# Sex after the EA...



## mrsbroken (Sep 23, 2009)

I am not sure if this is the right place to post this but most people that reads this forum may know my story. I am not sure if hubby has ever had sex with the OW said that he didn't and I am trying to trust this not sure if this is 100% true. The last couple of days he has been acting werid. Not really talking just coming home from work eating then looking online and then going to bed. For the past couple mths when I try to have sex with him he has made excuses why he doesn't want to have sex. Tried, doesn't feel good or just we will play in the morning(which we do not do) He says he loves me or he wouldn't be here but we are only having sex once every 3-4days. Is that normal or is it me? Tues night I told him I feel used that the only time we have sex is when he wants it I was crying then we had what I call pity sex. I am hating our sex life now when he was having his EA the sex never stoped was great as it had ever been. Any ideas what I can do?


----------



## HopeinHouston (Mar 1, 2010)

How long ago did you find out about the OW? Based on what you say, that 'during' his EA you were having lots of great sex and now not so much, it sounds to me like he is still holding on in some way to the OW, or at least holding out of getting fully involved with you. 

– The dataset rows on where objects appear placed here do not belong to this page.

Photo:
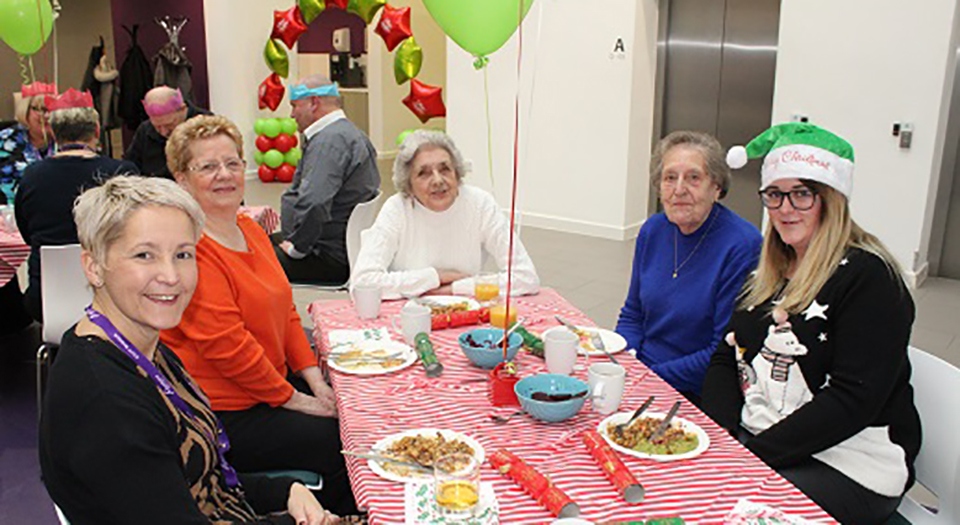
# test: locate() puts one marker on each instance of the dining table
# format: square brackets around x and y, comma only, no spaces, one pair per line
[704,489]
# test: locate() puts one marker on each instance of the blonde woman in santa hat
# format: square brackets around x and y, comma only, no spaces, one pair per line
[44,202]
[814,376]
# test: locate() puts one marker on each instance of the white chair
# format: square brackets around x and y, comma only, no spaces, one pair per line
[935,386]
[361,218]
[65,293]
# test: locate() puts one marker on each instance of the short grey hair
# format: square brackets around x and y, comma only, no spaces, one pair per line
[411,146]
[101,213]
[74,124]
[714,157]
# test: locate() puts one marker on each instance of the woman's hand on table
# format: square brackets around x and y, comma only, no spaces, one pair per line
[305,509]
[310,405]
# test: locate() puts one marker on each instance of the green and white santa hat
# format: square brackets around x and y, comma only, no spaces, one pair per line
[799,150]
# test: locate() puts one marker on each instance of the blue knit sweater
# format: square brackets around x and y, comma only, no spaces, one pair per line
[676,323]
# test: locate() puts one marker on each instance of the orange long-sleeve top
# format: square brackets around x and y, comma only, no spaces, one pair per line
[241,333]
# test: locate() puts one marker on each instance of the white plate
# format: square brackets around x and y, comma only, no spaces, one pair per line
[447,300]
[613,341]
[384,443]
[703,442]
[374,348]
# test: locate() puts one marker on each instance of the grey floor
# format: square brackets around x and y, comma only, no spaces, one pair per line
[593,274]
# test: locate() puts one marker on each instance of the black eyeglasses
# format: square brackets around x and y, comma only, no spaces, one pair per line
[801,199]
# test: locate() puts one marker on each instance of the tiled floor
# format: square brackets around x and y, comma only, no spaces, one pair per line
[592,273]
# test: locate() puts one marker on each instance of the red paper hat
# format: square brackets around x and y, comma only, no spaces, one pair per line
[38,88]
[70,98]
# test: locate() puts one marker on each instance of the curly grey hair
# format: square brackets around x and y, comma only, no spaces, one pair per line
[74,125]
[408,151]
[101,213]
[714,157]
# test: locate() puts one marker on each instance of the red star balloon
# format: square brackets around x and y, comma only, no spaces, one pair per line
[425,101]
[271,92]
[394,26]
[288,26]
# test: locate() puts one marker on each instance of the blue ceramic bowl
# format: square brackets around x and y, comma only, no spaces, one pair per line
[550,411]
[484,356]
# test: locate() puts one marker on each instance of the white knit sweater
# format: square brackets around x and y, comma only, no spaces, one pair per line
[406,245]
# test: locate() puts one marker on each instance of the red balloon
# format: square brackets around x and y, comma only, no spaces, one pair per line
[394,26]
[284,142]
[266,173]
[285,172]
[425,101]
[288,26]
[271,92]
[264,143]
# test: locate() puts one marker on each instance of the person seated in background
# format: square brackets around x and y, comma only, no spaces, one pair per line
[27,140]
[241,337]
[126,435]
[814,376]
[432,236]
[44,203]
[166,109]
[689,265]
[338,171]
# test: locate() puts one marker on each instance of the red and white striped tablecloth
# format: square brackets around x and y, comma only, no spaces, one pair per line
[700,490]
[13,251]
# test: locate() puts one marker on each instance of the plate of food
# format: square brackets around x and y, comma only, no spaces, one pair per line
[683,440]
[421,446]
[446,304]
[369,358]
[612,341]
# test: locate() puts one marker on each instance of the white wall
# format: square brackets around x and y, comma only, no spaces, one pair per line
[856,67]
[585,115]
[236,31]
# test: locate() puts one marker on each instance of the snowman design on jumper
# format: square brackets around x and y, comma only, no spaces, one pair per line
[777,371]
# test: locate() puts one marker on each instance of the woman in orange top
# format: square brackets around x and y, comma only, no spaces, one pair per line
[241,337]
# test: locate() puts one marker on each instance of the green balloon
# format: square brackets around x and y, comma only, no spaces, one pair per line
[480,27]
[288,125]
[293,156]
[273,158]
[25,25]
[271,127]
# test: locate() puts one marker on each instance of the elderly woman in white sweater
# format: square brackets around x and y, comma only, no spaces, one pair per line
[434,235]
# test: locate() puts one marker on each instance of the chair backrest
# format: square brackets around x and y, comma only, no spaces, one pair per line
[361,218]
[935,386]
[63,288]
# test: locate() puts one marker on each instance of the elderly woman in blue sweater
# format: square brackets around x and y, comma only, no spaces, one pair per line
[690,263]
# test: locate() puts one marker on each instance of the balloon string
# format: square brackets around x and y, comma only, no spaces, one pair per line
[486,103]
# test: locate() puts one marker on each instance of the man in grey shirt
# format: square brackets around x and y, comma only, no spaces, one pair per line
[338,171]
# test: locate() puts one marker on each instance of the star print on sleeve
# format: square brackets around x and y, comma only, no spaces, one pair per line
[815,310]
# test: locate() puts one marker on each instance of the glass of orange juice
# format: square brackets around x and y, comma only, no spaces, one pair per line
[486,287]
[498,314]
[457,483]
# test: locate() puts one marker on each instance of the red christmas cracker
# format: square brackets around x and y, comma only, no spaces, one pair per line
[628,486]
[535,484]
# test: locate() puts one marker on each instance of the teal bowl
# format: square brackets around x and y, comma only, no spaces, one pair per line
[551,411]
[482,353]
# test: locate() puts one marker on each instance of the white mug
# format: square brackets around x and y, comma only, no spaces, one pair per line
[366,299]
[606,382]
[560,351]
[414,318]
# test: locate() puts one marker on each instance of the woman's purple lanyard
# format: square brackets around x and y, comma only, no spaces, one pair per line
[223,444]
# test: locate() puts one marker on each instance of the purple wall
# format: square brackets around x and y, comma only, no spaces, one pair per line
[319,36]
[151,36]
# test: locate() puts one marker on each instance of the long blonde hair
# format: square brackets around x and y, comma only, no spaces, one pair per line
[836,233]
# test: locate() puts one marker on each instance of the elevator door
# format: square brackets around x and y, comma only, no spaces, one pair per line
[719,76]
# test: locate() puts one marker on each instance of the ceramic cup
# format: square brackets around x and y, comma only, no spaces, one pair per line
[366,299]
[560,351]
[414,318]
[606,382]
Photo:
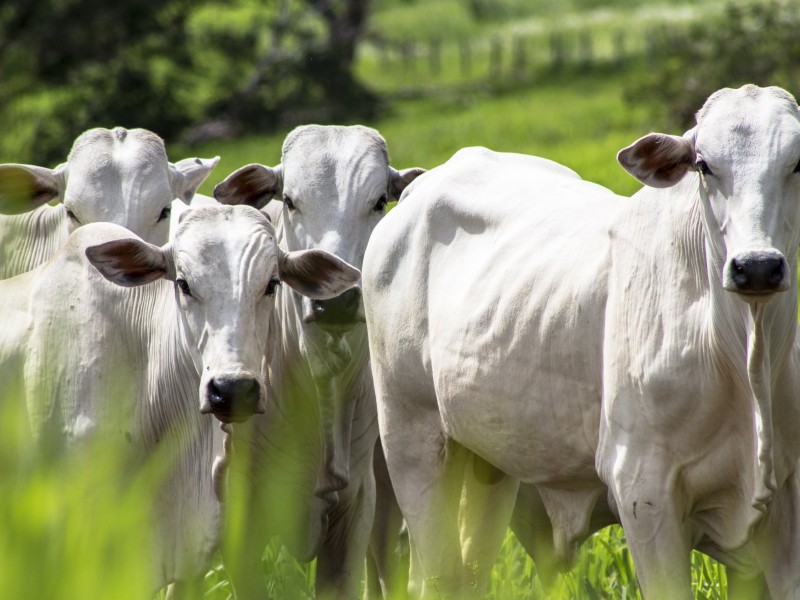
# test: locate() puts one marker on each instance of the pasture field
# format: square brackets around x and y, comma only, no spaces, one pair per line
[59,541]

My marriage was the same way. My sex life had been great during the 2 years that my wife was having an EA. When I found out and everything came out there was about a 5-6 week period where she was in limbo, still kind of hanging on to the OM, or at the very least, not fully commiting to us yet. Once we got past that point though, and she really opened up to me it has been incredible - better than ever. In fact in March alone we had sex like 22 times ... it's a _little_ less frequent than that this month, but still it has been a very good month. 

As far as advice I can give, it would be mostly to keep working on the marriage and as things heal he should open back up to you I would expect. I don't know what else to say other than I am sorry, and I hope that it works out.


----------